In der malerischen Region Freistadt ist die diesjährige Skisaison mit einem echten Rekordabschluss zu Ende gegangen. Der örtliche Skilift konnte über 46 Betriebstage hinweg beeindruckende 6.600 Karten verkaufen und dabei 95.000 Beförderungen mit dem Schlepplift verzeichnen. Am 22. Februar wurde die Saison offiziell beendet, nachdem der Skilift von der zweiten Weihnachtsferienwoche bis zum Ende der Semesterferien durchgehend in Betrieb war. Besonders erfreulich ist, dass 150 Kinder die Möglichkeit hatten, am Zauberteppich das Skifahren zu erlernen. Diese Erfolge sind das Resultat einer Investition in den Umbau des Schlepplifts auf einen modernen Elektroantrieb, der nicht nur die Energieeffizienz verbessert, sondern auch zur Nachhaltigkeit des Betriebs beiträgt. Die Unterstützung von 20 freiwilligen Helfern hat zusätzlich zum erfolgreichen Betrieb beigetragen.
Der Zuspruch der Familien und Sportbegeisterten ist spürbar gestiegen, und der Flutlichtbetrieb in den Abendstunden erfreut sich großer Beliebtheit. Sportliche Highlights wie Stadtmeisterschaften, die Kinder-Landesmeisterschaften im Slalom und Schul-Bezirksmeisterschaften im Riesenslalom haben zudem die Attraktivität des Skigebiets unterstrichen. Die effiziente Beschneiung sorgt dafür, dass der Skibetrieb auch in den kommenden Jahren gesichert werden kann. Diese positiven Entwicklungen stehen jedoch im Kontext eines sich verändernden Klimas, das auch die Wintersportarten betrifft, wie aus einer umfassenden Analyse von 183 Skigebieten in den Alpen hervorgeht (Mein Bezirk).

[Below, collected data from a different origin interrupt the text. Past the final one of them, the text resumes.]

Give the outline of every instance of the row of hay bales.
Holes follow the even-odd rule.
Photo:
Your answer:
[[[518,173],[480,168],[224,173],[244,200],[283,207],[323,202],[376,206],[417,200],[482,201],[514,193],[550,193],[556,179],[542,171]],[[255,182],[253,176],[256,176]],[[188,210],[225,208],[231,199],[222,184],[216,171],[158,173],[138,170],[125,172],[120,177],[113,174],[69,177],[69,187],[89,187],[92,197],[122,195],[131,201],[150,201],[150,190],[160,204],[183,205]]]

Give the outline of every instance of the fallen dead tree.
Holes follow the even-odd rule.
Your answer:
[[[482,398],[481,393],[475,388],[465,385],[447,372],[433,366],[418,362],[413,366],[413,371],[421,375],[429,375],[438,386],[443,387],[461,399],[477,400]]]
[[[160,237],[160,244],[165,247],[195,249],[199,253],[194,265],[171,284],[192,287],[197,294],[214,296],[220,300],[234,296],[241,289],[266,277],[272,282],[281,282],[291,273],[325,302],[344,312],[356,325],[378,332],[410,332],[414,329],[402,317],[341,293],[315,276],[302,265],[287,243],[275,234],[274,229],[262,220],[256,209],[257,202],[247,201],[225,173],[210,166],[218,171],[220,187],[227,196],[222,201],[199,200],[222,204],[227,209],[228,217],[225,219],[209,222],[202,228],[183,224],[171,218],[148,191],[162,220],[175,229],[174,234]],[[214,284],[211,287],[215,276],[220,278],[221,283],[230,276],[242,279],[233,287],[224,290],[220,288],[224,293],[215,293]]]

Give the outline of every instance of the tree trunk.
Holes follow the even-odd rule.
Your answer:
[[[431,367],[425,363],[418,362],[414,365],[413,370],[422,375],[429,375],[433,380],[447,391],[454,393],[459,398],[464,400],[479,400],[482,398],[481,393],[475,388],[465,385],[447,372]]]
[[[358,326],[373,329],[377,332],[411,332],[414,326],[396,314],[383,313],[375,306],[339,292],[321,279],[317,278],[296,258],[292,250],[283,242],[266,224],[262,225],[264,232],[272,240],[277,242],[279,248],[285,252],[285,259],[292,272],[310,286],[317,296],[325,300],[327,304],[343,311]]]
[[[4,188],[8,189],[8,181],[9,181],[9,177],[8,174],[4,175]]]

Klimawandel und seine Auswirkungen auf die Skisaison
Die Veränderungen in den Alpen sind unübersehbar. Laut einer Datenauswertung des Bayerischen Rundfunks haben sich die Skigebiete in den letzten Jahrzehnten stark verändert, insbesondere in Bezug auf Schneesicherheit und Kapazität. Während die Liftkapazitäten in Deutschland seit 1993 um etwa 15% gestiegen sind, verzeichnen die österreichischen Skigebiete sogar einen Anstieg von 56% – in Tirol sind es sogar 76%. Im Gegensatz dazu blieb die Länge der Pisten in Deutschland nahezu unverändert, während sie in Österreich um 30% zugenommen hat. Experten bestätigen den Trend zu größeren Beförderungskapazitäten, was die Notwendigkeit unterstreicht, die Infrastruktur an die klimatischen Herausforderungen anzupassen (Tagesschau).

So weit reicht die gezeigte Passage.